CBA finds itself innocent of all crimes
Commonwealth Bank of Australia’s under-pressure life insurance arm CommInsure said it has not yet found any evidence of wilful misconduct or wrongfully knocked back claims in any of its internal or independent reviews.

In a submission to a parliamentary inquiry into the $44 billion life insurance sector, CommInsure hit back at a number of claims which have besieged the company over the last year.

An independent review of declined claims over the last five years by Deloitte is currently around 90 per cent complete, and CommInsure said it had not revealed any “systemic issues” regarding inappropriate denials of claims. The company and independent reviewers have “electronically” reviewed more than five million emails and documents, manually reviewed around 200,000 documents and carried out around 80 interviews as part of the process.

Hmm, well, here’s what another “independent” source  (Adele Ferguson and Four Corners) said:

The life insurer has disputed the prognosis of three specialists. Pashalis has accused CommInsure of “tormenting” a dying man who wants the money to plan his daughter’s education and future. He has never met the CommInsure doctors who made this call.

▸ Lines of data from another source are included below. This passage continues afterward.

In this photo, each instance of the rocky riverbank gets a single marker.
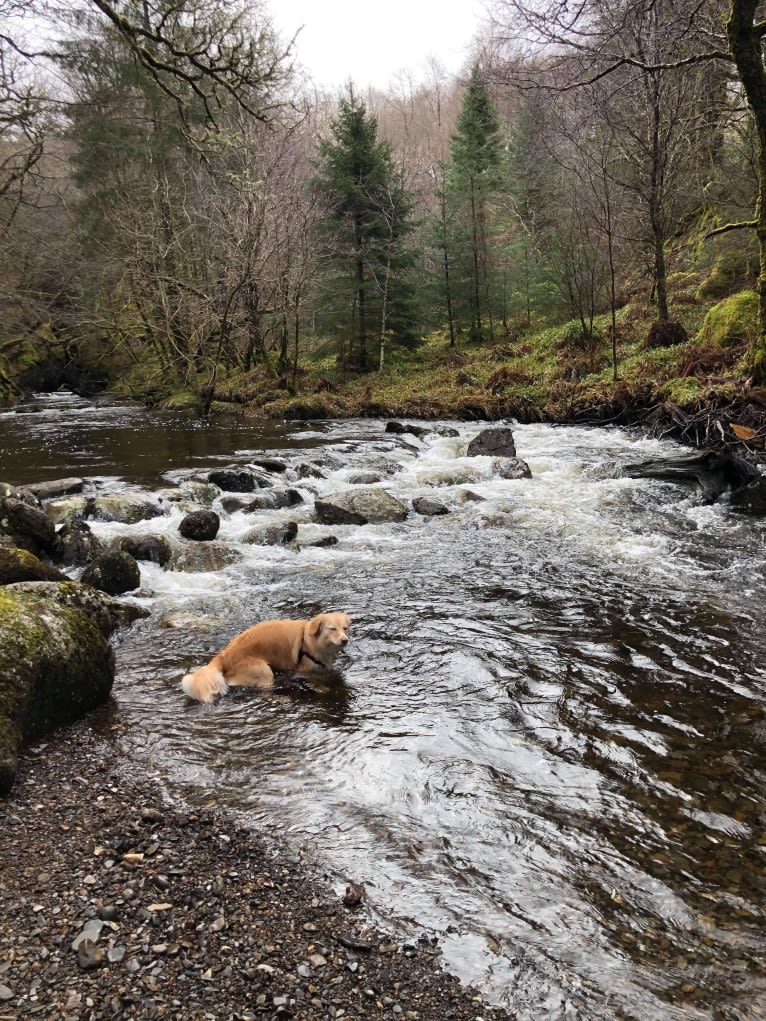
(116, 904)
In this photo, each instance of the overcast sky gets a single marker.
(371, 42)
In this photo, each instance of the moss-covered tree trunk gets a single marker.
(746, 43)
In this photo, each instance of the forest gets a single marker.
(574, 223)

“I was classified as terminal, still am. Yet they declined.”

His case – which CBA finally moved to settle with an offer to Pashalis on the eve of this investigation being published – is part of a pattern of unethical behaviour within CommInsure exposed in a joint investigation by Fairfax Media and Four Corners.

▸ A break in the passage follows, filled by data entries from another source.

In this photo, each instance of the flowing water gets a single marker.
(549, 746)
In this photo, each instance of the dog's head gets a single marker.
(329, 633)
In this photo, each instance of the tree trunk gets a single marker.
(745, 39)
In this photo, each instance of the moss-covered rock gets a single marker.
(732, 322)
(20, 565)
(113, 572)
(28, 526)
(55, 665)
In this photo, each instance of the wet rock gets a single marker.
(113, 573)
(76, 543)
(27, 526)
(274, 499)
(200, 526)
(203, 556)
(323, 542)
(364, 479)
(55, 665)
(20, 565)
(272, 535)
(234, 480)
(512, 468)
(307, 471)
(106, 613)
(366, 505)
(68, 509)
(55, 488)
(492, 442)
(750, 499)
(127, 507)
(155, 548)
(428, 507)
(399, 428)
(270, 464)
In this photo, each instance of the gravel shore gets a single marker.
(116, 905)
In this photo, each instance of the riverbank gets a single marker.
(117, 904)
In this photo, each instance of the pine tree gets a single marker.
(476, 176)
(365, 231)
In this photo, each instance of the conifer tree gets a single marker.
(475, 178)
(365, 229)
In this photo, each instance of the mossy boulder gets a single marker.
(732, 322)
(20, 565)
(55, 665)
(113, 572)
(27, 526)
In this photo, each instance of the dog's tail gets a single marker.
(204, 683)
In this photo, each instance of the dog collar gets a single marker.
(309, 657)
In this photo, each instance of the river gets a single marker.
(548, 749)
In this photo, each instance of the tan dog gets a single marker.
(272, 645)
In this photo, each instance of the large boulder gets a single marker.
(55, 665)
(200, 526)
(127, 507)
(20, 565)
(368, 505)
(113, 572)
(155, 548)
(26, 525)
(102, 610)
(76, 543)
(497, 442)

It is behaviour laid bare in explosive internal documents, in numerous case studies and in the powerful testimony of whistleblower Dr Benjamin Koh.

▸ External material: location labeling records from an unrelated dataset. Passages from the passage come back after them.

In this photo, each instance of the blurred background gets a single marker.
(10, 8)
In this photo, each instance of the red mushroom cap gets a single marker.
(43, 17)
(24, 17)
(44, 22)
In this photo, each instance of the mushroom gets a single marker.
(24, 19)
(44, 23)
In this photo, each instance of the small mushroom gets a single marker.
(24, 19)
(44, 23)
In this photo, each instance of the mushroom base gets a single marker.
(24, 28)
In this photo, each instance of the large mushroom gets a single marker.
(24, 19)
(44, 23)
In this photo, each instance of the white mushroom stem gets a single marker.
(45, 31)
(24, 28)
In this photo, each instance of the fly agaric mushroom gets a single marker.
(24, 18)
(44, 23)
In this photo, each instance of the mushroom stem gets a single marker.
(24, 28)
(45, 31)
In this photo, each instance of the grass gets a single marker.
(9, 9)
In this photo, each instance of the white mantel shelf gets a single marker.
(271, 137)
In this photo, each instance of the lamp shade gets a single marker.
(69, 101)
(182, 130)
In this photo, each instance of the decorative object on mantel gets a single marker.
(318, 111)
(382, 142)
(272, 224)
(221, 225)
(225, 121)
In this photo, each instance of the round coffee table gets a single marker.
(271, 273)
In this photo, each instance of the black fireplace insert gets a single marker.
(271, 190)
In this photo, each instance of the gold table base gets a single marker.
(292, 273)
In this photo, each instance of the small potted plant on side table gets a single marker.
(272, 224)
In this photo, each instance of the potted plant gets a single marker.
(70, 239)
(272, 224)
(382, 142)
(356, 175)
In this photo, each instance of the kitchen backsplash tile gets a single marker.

Koh is a highly credentialed physician and was CommInsure’s respected chief medical officer. Appointed with great fanfare in 2013, he departed in disgust just two years later.

Koh agreed to speak about CommInsure’s treatment of its customers’ claims after repeatedly and unsuccessfully trying to speak out as a whistleblower inside the company. “It goes to the fundamental core of ethics of me being a doctor, of me doing the right thing,” he says.

In addition, Fairfax Media and Four Corners have obtained explosive internal documents, which were presented to and verified by Koh, suggesting the repeated use of delay tactics to avoid paying out claims and CommInsure using questionable and outdated medical definitions to deny customers their due.

There are allegations of claims managers cherry-picking doctors to get the prognoses they seek, and doctors being asked to change their opinions. In some cases, the files of claimants have gone missing.

It is systemic conduct that sick and suffering CommInsure customers say has added to their trauma; conduct that has broken trust with those the company is required to deal with in “utmost good faith”.

CommInsure has more than 4 million policyholders Australia-wide, and it collects $2.5 billion in premiums from them each year. In the past six months, it made a profit of $191 million for its parent company, the Commonwealth Bank, Australia’s biggest bank.

Every year, millions of Australians are funnelled into CommInsure life insurance policies through their industry super funds, as was the case with Pashalis, or through retail or corporate funds administered by Commonwealth-owned Colonial First State.

Others buy CommInsure life insurance, trauma insurance or income protection insurance through financial advisers, often through CBA’s army of financial planners.

It was Koh who, in mid-2014, audited the company’s trauma policy and found that it was using an outdated and discredited method for defining heart attacks. He warned it was an indefensible practice that potentially disadvantaged many customers and had the potential to tarnish the brand.

Now, who to believe…

And they wonder why folks are electing system wreckers.